I have a very cruel mother in law. She is emotionally abusive to our son. She literally told him that he was not the best in his karate class and a little girl who she did not know was HER favorite because she likes girls better. She is horrible. She won't play with him and chastises him. It's a rough time every time she visits. 

Well my husband wants to go visit them out of state. His dad just left 2 weeks ago! He wants me to demand time off at work. This despite I was recently notified they may not sign me to another contract. I told him that he could go with our son but that I have to leave time off for more interviews. He said well "that's taking time off so why can't you take time off to spend with my family". I said I'm trying to keep good on the table and you are more worried about seeing your emotionally abusive parents? I told him that providing for MY family is more important right now. He's mad. Am I crazy? I can't believe that he's mad about this and equating a day off to interview for a new job as vacationing with his family who was JUST here.
_Posted via Mobile Device_


----------



## Married&Confused (Jan 19, 2011)

does your husband view his mother as "emotionally abusive"?
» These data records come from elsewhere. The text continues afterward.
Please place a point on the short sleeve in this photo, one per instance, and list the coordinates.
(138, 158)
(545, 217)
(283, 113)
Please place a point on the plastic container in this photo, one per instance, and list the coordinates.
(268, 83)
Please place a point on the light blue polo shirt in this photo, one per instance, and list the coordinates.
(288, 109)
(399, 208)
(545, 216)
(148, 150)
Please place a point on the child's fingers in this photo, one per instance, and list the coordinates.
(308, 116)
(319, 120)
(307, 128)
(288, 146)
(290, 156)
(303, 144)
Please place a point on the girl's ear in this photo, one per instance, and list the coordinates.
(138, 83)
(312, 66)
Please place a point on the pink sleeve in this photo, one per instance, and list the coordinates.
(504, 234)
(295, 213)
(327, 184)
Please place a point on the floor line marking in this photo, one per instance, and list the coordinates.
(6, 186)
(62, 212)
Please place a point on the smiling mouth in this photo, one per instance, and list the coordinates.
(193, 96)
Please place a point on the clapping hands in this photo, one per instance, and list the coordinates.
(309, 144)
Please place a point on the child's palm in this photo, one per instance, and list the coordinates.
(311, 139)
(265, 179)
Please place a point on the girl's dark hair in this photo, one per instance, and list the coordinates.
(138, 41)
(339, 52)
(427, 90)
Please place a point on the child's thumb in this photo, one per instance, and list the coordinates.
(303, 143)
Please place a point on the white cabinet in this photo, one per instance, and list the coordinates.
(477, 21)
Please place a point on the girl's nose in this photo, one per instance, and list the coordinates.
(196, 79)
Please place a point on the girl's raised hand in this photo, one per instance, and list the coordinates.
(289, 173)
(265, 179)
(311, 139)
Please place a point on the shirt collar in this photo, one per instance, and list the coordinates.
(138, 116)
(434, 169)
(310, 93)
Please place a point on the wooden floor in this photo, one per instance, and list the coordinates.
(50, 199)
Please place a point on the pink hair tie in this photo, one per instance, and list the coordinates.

my family can be very sarcastic. always have been. my wife's family was never like that so when she visits with my family, she gets offended by the sarcasm directed towards her.

is it intended to hurt her? no but that's how she perceives it. so take a step back and look at the situation. if your husband doesn't perceive this as "emotionally abusive", you can see why your not going creates a problem.

however, unless the visit is for something special (death in the family, etc...) taking time off at a sensitive time at your job isn't a smart thing to do and hubby should understand that, as long as you aren't using your job as an excuse.


----------



## needopinion (Sep 10, 2010)

Well yes. My husband fully acknowledges that she is down right cruel. But it's really 2 separate issues. I said I can't go because of this work issue. It's the honest truth. I was prepared to go last month but his dad chose to come see us instead. But he said that I shouldn't care about my employment issue when it comes to vacation. He said you took last Friday off! I said it was for a JOB interview. He said well don't say you can't take time off then....





Married&Confused said:


> does your husband view his mother as "emotionally abusive"?
> 
> my family can be very sarcastic. always have been. my wife's family was never like that so when she visits with my family, she gets offended by the sarcasm directed towards her.
> 
> ...


_Posted via Mobile Device_


----------



## SunnyT (Jun 22, 2011)

Your h is being a jerk. Your job matters. Your wishes matter. You are not preventing him from going. Don't feel bad about it....and try not to leave it on bad terms. His mom is his mom..... even when she's a *****.


----------